It takes a lot to get me worked up. My wife says she has seen me excited, truly excited, only three or four times—when my children were born, when we stood in line for what we thought was the NBC studio tour only to end up sitting in the second row of the Tonight Show audience on a night when David Letterman was the guest host, and the night that the Mets won Game 6 of the 1986 World Series. (The fact that all of those things took place more than 25 years ago is not meaningful, I hope.)
It takes a lot to get me worked up not only in my personal life, but also professionally. There have been only three times in my career when righteous indignation led me to protest a college decision. For a while this spring, however, I thought there might be a fourth.
What triggered my consternation was learning that a university for which St. Christopher’s has historically been a feeder school was planning to Wait List a student with credentials that were not just good, but superb. Such a decision would have been unprecedented, and when my colleague questioned the reasoning, he was told by an admissions officer, “We don’t think we’ll get him.” The institution made that assumption based on the other schools where the student was applying, information they had because of an alumni interview.
That explanation raised several questions. Is it appropriate for an alumni interviewer to ask a student where else he or she is applying? Is it appropriate for an institution to use that information in making an admissions decision? Is likelihood-to-enroll a legitimate consideration in making admissions decisions, and how do you calculate likelihood-to enroll?
It is the last of those questions that is most interesting and most relevant. I have seen a huge increase in colleges utilizing demonstrated interest in the past few years (are demonstrated interest and likelihood-to-enroll the same thing?), and this year in particular it feels like a number of good private institutions are utilizing demonstrated interest at a level beyond what has been standard in previous years. Am I alone in seeing that trend?
I have no problem with colleges using demonstrated interest as one factor in deciding whom to admit. If I were an admissions dean I would want to enroll students who wanted to be at my institution, although I don’t know that I would Wait List more qualified students in order to achieve that.
My concern is with how demonstrated interest is measured. Demonstrated interest has always been part of the college admissions process, but until recently the way a student demonstrated interest was by applying. If colleges are going to be tracking and measuring demonstrated interest, they should be transparent about what counts and what doesn’t. Students deserve to know the rules of the game they are playing.

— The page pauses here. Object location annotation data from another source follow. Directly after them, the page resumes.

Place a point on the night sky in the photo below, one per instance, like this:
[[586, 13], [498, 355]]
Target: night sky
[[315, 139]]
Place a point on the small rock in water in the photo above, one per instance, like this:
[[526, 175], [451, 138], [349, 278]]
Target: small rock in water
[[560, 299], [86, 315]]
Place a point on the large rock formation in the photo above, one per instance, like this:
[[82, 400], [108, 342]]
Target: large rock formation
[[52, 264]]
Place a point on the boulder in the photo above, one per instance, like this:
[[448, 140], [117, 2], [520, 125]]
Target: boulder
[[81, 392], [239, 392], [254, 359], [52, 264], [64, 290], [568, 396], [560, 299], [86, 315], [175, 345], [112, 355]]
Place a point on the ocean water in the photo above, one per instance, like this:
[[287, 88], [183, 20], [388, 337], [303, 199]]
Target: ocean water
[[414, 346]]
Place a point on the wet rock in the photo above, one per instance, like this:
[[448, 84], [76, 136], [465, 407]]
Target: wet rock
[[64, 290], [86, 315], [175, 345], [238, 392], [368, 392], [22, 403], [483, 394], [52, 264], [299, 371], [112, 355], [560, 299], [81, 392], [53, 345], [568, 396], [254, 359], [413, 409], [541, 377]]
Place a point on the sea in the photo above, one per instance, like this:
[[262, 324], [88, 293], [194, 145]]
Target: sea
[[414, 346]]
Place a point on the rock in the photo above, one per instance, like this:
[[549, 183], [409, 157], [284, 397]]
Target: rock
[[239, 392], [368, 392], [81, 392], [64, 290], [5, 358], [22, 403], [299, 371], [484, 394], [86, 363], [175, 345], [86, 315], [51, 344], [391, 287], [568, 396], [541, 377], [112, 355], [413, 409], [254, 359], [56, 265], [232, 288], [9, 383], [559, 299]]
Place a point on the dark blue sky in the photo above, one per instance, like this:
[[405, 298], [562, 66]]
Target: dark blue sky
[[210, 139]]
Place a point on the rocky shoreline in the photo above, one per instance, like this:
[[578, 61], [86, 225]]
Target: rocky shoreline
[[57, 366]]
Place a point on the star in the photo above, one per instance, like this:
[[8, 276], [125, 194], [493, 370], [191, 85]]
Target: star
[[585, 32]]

I also wonder whether there are better and worse ways to measure demonstrated interest. A student’s willingness to visit campus or meet with an admissions representative during a high school visit not only demonstrates interest, but also contributes to the student making a more thoughtful college choice. Recently I visited a university where demonstrated interest is clearly more important than it was a couple of years ago. I was told that one way the institution measures interest is whether a student logs on to the applicant portal. I responded that I wasn’t sure that my students would log on even if interested, and learned that the institution was about to conduct a focus group during its diversity recruitment weekend because few of the top accepted diversity applicants had bothered to log on. Apparently you don’t need to demonstrate interest if there’s enough interest in you.
In my student’s case, there were two things that particularly bothered me. One is that he thought he had sufficiently demonstrated interest. The institution in question is clear that demonstrated interest is important, and I have known it to wait list strong in-state applicants who don’t bother to visit campus or have an alumni interview. My student hadn’t done a campus visit, but had an interview because he knew it was important. What he hadn’t done was apply for the institution’s merit scholarship program. That program is effective at attracting strong applicants who might not otherwise consider the school, but I also wonder whether it is being used as a measure of demonstrated interest, on the assumption that any strong candidate who doesn’t apply for the scholarship must not be serious. Ironically, my student hadn’t applied for the scholarship because he was concerned that the institution might assume he wouldn’t enroll if he applied for the scholarship and didn’t win it.
The other thing that bothered me was the assumption that the school thought it had no chance of enrolling the student given the other schools to which he had applied. On one level, I understand that, but at the same time it sends a message that the institution doesn’t believe it can compete with the Ivies or meet the needs of students considering that level of school. It sends a message that “this student is too smart for us.” I couldn’t assure them (and it is not my job to) that the student would choose them over another option, only that his application was sincere and serious.
The other unstated issue is that the decision to Wait List may not be about interest, but rather about yield. Colleges use demonstrated interest and wait lists to manage enrollment and reputation by keeping the acceptance rate low and the yield rate high. Maybe I’m dense, maybe I’ve worked too long on the high school side, or maybe I haven’t been brainwashed by Bob Morse and U.S. News and World Report, but I still don’t see how admission metrics=institutional quality.
I didn’t end up having to call or drive to meet with the Admissions Dean. My student was admitted, he was Wait Listed or Denied at all the other schools they feared losing him to, and he is making his final decision.